Le cisplatine est le médicament considéré comme étant le plus actif dans les cancers du col utérin et comme la drogue de référence dans les études randomisées. Les taux de réponse observés varient de 18 à 33 % et la médiane de survie est de 8 à 10 mois [9-17] (tableau 2( Tableau 2 )). La question du bénéfice réel en situation palliative se pose étant donné la toxicité du cisplatine et son retentissement délétère sur la qualité de vie des patientes (nausées, vomissements, neuropathies). Aucune étude randomisée ne l’a comparé aux meilleurs soins palliatifs. Cependant, deux protocoles donnent des arguments indirects en faveur d’un bénéfice réel. Dans l’étude randomisée comparant l’hydroxyurée (sans aucune efficacité et assimilée à un placebo) à l’association cisplatine + méthotrexate, un gain de survie globale significatif a été observé dans le second bras [18]. Par ailleurs, Chambers et al. [19] ont obtenu 67 % d’amélioration des syndromes douloureux en rapport avec la tumeur avec un protocole contenant du cisplatine, et ce malgré un taux de réponse de 30 %. Cependant, il s’agit d’une étude datant de plus de 10 ans et les progrès faits depuis en analgésie font remettre en cause la pertinence actuelle de ces résultats.

Le cisplatine est actif à la dose de 50 mg/m2, administré par voie intraveineuse, à un débit de 1 mg/minute, toutes les 3 semaines [9-11]. Les taux de réponse sont supérieurs en administrant 100 mg/m2 en un jour [9], mais sans gain observé sur les survies sans récidive ou globale et au prix d’une toxicité accrue. Ce gain sur les taux de réponse n’est pas observé en perfusant 20 mg/m2 pendant 5 jours. La perfusion du cisplatine sur 24 heures n’augmente pas les taux de réponse mais diminue la toxicité digestive [11]. Au total, en dehors de l’association radiochimiothérapie (RT-CT), l’administration toutes les 3 semaines de 50 à 100 mg/m2 de cisplatine est le protocole utilisé actuellement.
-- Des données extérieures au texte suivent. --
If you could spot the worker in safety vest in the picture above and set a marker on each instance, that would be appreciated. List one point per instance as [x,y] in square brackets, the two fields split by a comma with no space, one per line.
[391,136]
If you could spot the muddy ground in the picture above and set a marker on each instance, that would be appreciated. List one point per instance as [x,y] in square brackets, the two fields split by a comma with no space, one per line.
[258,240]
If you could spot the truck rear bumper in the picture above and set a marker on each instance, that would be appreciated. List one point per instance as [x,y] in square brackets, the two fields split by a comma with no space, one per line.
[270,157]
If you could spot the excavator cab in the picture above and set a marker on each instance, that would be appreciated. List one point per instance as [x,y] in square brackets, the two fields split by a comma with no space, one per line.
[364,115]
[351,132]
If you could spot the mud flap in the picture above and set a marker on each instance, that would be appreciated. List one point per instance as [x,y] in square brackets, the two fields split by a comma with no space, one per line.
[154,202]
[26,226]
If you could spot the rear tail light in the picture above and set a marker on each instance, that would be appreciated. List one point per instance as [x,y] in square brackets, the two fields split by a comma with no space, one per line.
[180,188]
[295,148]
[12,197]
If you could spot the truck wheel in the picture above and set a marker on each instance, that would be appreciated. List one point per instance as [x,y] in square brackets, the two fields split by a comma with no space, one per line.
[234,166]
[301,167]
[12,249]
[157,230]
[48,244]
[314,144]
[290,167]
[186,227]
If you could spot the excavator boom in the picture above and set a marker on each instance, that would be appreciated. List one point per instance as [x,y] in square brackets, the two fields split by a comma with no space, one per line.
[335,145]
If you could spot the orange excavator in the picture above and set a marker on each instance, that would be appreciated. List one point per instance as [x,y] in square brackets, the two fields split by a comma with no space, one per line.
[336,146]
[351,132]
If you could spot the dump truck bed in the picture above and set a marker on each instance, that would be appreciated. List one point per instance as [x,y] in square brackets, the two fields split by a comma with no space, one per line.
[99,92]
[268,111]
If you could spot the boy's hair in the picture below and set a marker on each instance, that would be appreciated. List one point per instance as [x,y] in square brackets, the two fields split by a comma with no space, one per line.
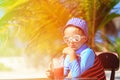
[78,23]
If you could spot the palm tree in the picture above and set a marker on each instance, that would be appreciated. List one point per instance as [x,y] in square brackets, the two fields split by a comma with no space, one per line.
[39,23]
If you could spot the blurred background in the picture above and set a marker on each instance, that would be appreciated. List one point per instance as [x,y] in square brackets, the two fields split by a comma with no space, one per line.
[31,31]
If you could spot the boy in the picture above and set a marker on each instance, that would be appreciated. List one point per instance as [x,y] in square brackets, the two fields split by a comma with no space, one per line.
[80,59]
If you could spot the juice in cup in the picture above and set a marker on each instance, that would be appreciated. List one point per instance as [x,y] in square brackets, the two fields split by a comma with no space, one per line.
[58,68]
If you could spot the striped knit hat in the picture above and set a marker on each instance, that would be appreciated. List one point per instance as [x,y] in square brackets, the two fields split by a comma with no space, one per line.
[80,23]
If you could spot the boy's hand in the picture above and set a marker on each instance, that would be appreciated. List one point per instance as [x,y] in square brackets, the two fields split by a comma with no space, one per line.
[69,51]
[49,74]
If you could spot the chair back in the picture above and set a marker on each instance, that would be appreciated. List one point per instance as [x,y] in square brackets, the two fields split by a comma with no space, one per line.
[110,62]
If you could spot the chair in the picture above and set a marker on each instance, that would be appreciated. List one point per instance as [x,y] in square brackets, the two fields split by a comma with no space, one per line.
[110,62]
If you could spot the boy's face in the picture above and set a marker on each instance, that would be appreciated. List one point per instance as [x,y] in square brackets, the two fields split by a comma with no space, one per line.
[74,37]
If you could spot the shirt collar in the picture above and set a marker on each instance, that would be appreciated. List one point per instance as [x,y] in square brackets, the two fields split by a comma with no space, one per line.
[83,47]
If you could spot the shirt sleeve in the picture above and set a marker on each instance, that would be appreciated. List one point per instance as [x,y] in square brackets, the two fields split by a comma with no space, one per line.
[84,62]
[87,60]
[66,66]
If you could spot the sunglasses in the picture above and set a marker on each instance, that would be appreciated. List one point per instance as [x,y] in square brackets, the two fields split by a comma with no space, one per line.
[75,38]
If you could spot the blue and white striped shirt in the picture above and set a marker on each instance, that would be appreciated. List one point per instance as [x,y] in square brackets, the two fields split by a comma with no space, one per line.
[80,65]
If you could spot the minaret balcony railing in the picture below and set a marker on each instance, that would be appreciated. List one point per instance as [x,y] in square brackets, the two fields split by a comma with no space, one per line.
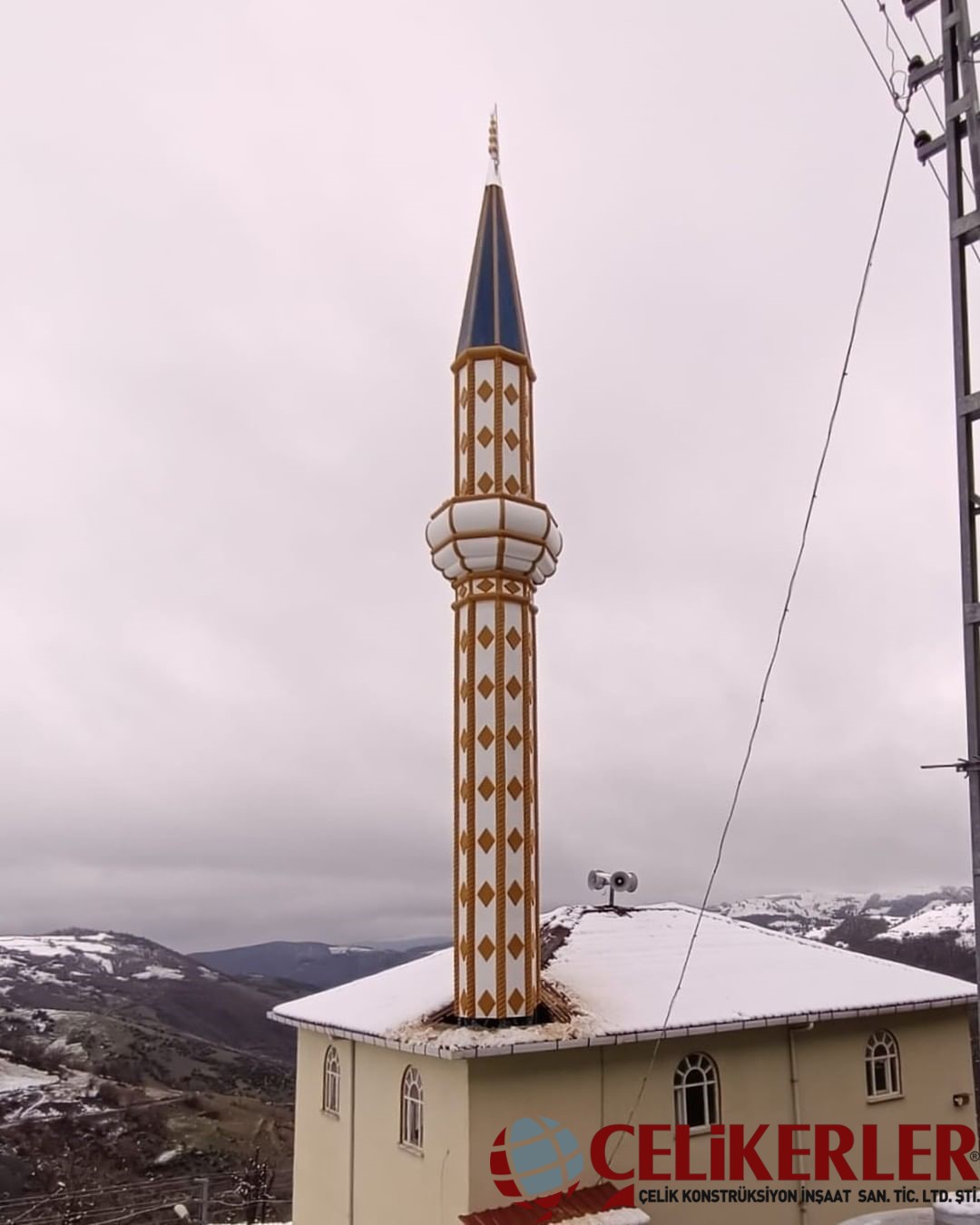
[471,535]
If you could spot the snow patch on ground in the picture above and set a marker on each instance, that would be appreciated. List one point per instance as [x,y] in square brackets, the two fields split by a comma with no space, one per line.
[934,920]
[16,1077]
[160,972]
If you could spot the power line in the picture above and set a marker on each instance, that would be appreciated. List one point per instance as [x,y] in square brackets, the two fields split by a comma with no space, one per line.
[107,1189]
[780,625]
[940,119]
[97,1215]
[888,86]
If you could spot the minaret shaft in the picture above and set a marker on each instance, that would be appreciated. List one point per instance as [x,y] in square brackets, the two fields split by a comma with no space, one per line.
[496,544]
[496,812]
Deux études ont évalué l’efficacité du carboplatine chez un total de 175 patientes [20, 21]. Le taux de réponse cumulé est de 15 %, donc inférieur à celui du cisplatine (tableau 1). Dans l’essai comparant carboplatine et iproplatine, le taux de réponse observé avec l’iproplatine est inférieur (11 %) [21]. À noter qu’il n’y a pas d’essai randomisé comparant cisplatine et carboplatine dans cette indication. Il s’agit de comparaisons rétrospectives d’essais de phase II dont certains sont anciens (critères d’inclusion et modalités d’évaluation différents). Le cisplatine reste actuellement le sel de platine de référence mais la place du carboplatine n’est pas encore clairement définie. En effet, sa moindre toxicité digestive, rénale et neurologique ainsi que son administration en ambulatoire en font un candidat de choix en termes de qualité de vie, point particulièrement important dans cette indication. Par ailleurs, la dose prescrite est calculée selon la fonction rénale (aire sous la courbe), ce qui permet de l’administrer qu’il y ait eu ou non une obstruction rénale. De plus, il peut être proposé en cas de neuropathie préexistante ou en association à des médicaments neuro et/ou néphrotoxiques. En revanche, sa toxicité principalement hématologique peut être un frein à son utilisation après irradiation pelvienne, lorsque les réserves médullaires sont altérées.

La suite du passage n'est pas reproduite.